The long-awaited, and oft-controversial, Made in America finally arrived in L.A. over the weekend.
The attendance at the Jay-Z masterminded event wasn't fabulous, and John Mayer was performing, so there were two strikes against it from the start. Still, there were some pretty baller moments. Here are the best and worst of the festival.
See also: Our Made in America slideshow
Steve Aoki's Wild Energy
Not to get all Dave Grohl, but it bugs us that some DJs get paid boatloads to hit play on a computer in a dark club and stand around while everyone else gets wasted. Is that skill really as valuable as people who play instruments, rap, sing or dance?
The wonderful Steve Aoki had us changing our tune, however. He bounced all over the stage like a madman, throwing his signature sheet cakes into the crowd and spraying champagne into the air. His music may not require, like, his constant attention, but at least he is clearly working hard up there.
Getting High on the Steps of City Hall
What could be more exciting than breaking rules in the shadow of a couple of courthouses? As Top Dawg Entertainment's Ab-Soul declared from the base of the building that contains Los Angeles City's government, “Motherfuck the government!”
Of course, you weren't “supposed” to bring marijuana into the festival, but compared to how strict other major recent festivals have been, most of the rules at Made in America seemed more like general guidelines.
And of course, this was Los Angeles, so lighting a cigarette was more likely to piss off your neighbors than lighting a joint. And all the police officers present didn't seem to really care. “Medication, right?” some EMT guys asked a handful of people puffing away on a blunt.
This lax attitude also somehow spilled over into admissions: we heard about tons of people who slipped through fences without tickets or walked around barriers without beer garden wristbands. To be fair, we did also see some people get arrested trying to sneak in on the first day, but they attempted to hide rather conspicuously behind a tree, so that's on them.
The Arthur J. Will Memorial Fountain
The fountain serves as a trippy destination for fun-loving Angelenos. Grand Park's New Years Eve celebration featured a blinking, 3D projection map of the fountain that dramatically disappeared during the midnight festivities. This past weekend, the fountain hosted Made in America's electronic dance music stage, where the bass dropped every five minutes and most pupils in sight were dilated. Nice job on whoever realized this awesome old fountain would be a perfect match for drugged out dancers looking for something weird and vibrating to stare at.
Let's take a moment and recognize that Budweiser, the event's sponsor, is incredibly uncool. Like, Budweiser is pretty much the last beer that any halfway young or hip person living anywhere near a city in America wants. It's not even cool for its cheap badness, like PBR.

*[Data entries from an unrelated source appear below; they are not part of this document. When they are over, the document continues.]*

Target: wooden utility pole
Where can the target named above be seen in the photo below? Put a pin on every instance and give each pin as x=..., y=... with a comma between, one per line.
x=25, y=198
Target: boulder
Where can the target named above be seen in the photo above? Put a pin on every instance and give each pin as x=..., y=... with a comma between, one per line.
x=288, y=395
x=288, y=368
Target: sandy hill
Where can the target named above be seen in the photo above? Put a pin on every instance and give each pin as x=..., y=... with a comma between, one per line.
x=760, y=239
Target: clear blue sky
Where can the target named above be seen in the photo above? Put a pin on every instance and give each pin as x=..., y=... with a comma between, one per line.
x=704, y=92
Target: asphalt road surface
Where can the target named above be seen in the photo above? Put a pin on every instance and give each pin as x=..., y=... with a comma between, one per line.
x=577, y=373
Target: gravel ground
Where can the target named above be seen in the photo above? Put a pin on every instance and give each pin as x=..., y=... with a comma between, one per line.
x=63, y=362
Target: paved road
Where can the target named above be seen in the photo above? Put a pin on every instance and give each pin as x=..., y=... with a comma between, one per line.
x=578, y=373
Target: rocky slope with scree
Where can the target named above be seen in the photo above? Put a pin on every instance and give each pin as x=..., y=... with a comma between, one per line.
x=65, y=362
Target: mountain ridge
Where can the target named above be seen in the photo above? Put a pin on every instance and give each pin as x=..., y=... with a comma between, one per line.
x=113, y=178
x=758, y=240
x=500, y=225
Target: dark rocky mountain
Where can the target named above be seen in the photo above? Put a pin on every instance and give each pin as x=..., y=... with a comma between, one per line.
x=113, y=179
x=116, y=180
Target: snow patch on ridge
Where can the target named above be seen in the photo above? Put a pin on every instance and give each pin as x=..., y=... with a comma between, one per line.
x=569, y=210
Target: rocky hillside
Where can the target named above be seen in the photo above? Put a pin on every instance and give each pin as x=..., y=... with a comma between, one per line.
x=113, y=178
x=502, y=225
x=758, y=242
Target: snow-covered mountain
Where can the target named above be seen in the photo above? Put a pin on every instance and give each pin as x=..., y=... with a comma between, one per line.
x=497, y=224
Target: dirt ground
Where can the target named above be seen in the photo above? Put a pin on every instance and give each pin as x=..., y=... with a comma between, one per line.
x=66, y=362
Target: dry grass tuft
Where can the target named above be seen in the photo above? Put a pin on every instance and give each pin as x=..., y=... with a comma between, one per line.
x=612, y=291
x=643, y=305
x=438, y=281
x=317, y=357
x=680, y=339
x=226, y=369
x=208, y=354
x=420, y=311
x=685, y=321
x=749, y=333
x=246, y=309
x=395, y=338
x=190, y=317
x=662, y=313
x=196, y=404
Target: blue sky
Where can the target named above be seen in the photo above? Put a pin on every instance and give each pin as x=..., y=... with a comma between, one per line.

So in an attempt to make their brand seem more authentic or something, Budweiser tried to reproduce the trappings of a craft brewery tour via a ridiculously phony looking trailer designed by a St. Louis marketing company. In exchange for a little time in some air conditioning (an understandable trade-off), festivalgoers heard about, you know, what hops are and how yeast works and what it means to lauter the mash. There were fake bricks and fake wooden boxes stacked and fake steel tanks — all to give the impression that you were sitting in a trendy, local place like Angel City Brewery or Golden Road, and not in a trailer designed by a $15 billion corporation that mass-produces shitty beer.
Crying Girl at John Mayer
We're not sure which was more disturbing: that a cameraman saw a twentysomething girl sobbing at the John Mayer show on Sunday night and decided to splash that private moment onto stories-high screens all over the park, or the possibility that the girl was crying about JOHN MAYER'S MUSIC. We're hoping those tears came from some recent, sudden break-up, or from the realization that “No Such Thing” came out nearly 15 years ago and that time is just PASSING, and maybe now she is too old to apply for that Masters degree in Sociology she always thought she was going to get. That must have been why she was crying, right?
Because seriously, if this girl was full on weeping over the beauty of John Mayer's melodies/blue eyes/intensity/hot bod/guitar skills, I really don't even know what to say.
While City Hall and Jay Z considered whether 35,000 people attending a festival designed for 50,000 was a failure, those of us who waited a full hour in line for a mediocre burger were relieved the place wasn't packed to capacity. Except for when it came to how insecure the artists were.
Almost every performer wanted us to get louder, sing their lyrics, and turn up. Weezer frontman Rivers Cuomo looked desperate as he coaxed us into the chorus to a song nobody knew: “Now as loud as you can!” he shouted.
Kendrick Lamar told us he was used to playing giant festivals all over the world: now that he was back in his home town, couldn't we raise the volume to compete?
Turns out, we couldn't. Between the low audience numbers and the diversity of the lineup, it was difficult to find anyone who was a die-hard fan of more than one or two artists. Good thing the ever-phenomenal Kanye West was behind his signature bedazzled mask for most of his show; he maybe didn't notice that the crowd didn't live up to the stadiums he's used to.